Ultimo aggiornamento  04 aprile 2020 05:25

Le 50 candeline della McLaren.

Marco Perugini ·

A Montecarlo, nell'ultimo GP di Formula 1 disputato, ha vinto Hamilton ma la festa era per la McLaren, schierata sul tracciato del Principato di Monaco con 50 candeline sul cofano. E’ infatti passato mezzo secolo dal 1966, quando il pilota neozelandese Bruce McLaren portò proprio a Montecarlo la “sua” inedita M2B con un avveniristico telaio in mallite, lastre di alluminio incollate su pannelli di balsa. La leggerezza fu un punto di forza della vettura, non altrettanto si può dire del motore Ford derivato dalle corse americane che non rese al meglio e si ruppe al nono giro, lasciando la vittoria a Jackie Stewart con la BRM davanti alla Ferrari di Lorenzo Bandini.

182 vittorie e 20 titoli mondiali piloti e costruttori

Tante cose sono cambiate da allora, anche nell’auto: basti pensare che nel 1966, anno delle ultime esibizioni in pubblico di Beatles e The Doors, Fiat stipulò un contratto con il governo sovietico per la realizzazione di un’auto in Russia, dall’altra parte del mondo rispetto all'allora fulcro di Detroit. In 50 anni la McLaren ha collezionato in F1 182 vittorie (la prima nel 1968 in Belgio per mano del fondatore), 12 titoli piloti (il primo con Emerson Fittipaldi nel 1974), 8 mondiali costruttori, 485 podi e 155 pole position.

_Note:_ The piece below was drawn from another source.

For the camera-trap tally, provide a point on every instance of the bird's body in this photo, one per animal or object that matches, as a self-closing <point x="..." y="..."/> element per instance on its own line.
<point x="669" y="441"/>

Uomini e imprese da leggenda

La storia di McLaren è fatta di uomini oltre che di numeri, perché al volante si sono seduti piloti divenuti leggenda come James Hunt, Niki Lauda, Alain Prost, Ayrton Senna e Mika Hakkinen. Anche alcuni dei protagonisti di oggi hanno corso e vinto con McLaren, tra cui Fernando Alonso, Luis Hamilton e Kimi Raikkonen. Sotto il segno di McLaren si sono consumati confronti epici come quello tra Hunt e Lauda (allora Ferrari) nel 1976; il “derby” del 1984 tra Lauda e Prost, vinto dall’austriaco con il titolo per mezzo punto di vantaggio (il margine più risicato nella F1), oltre a quello del 1989 tra Senna e Prost, trionfato dal francese dopo i contatti e le squalifiche di Suzuka; il trenino di Alonso e Hamilton con le auto accodate ai box durante le qualifiche del GP di Budapest nel 2007. Nel palmares non mancano le imprese, come quella nel 1983 di John Watson, vittorioso al traguardo dopo essere partito dalla 22sima posizione: nessuno è mai riuscito a fare meglio dalle retrovie.

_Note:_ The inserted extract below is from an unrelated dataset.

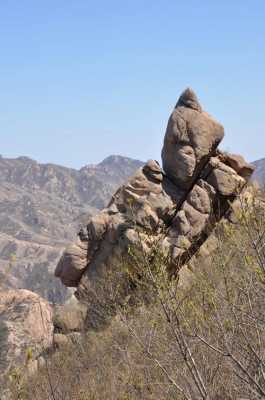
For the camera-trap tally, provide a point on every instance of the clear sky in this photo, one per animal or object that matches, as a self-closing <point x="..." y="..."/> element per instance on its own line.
<point x="81" y="79"/>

Il "triplete" di spirito calcistico 

Nel corso della sua gloriosa storia, la scuderia inglese ha anche corso – dominandolo per 5 anni dal 1967 al 1972 - il campionato nordamericano Can-Am, aggiudicandosi tre volte la 500 Miglia di Indianapolis. La vittoria alla 24 Ore di Le Mans è arrivata invece nel 1995. Questi successi, unitamente ai titoli mondiali F1, fanno della McLaren l’unica scuderia al mondo - insieme alla Mercedes - ad aver trionfato nelle tre più autorevoli competizioni automobilistiche.

Non solo sport

McLaren nasce per correre ma tre elementi chiave della sua storia riescono a garantirgli un futuro a prescindere dai successi sportivi: l’estro del fondatore Bruce McLaren, le capacità manageriali di Teddy Mayer che ne raccolse lo scettro nel 1970 dopo la morte a Goodwood e l’approdo nella scuderia di Ron Dennis nel 1980, proveniente da un team di F2. E’ soprattutto Dennis l’artefice dell’attuale assetto della McLaren in una holding le cui attività spaziano dalla produzione di componenti elettroniche (la casa di Woking è fornitore nel mondiale rally WRC oltre che in F1) fino alla costruzioni di supercar in grado di competere anche su strada con Ferrari, Porsche e Lamborghini. Una divisione informatica sta addirittura sperimentando a Heathrow un software per ottimizzare il traffico aereo dello scalo londinese.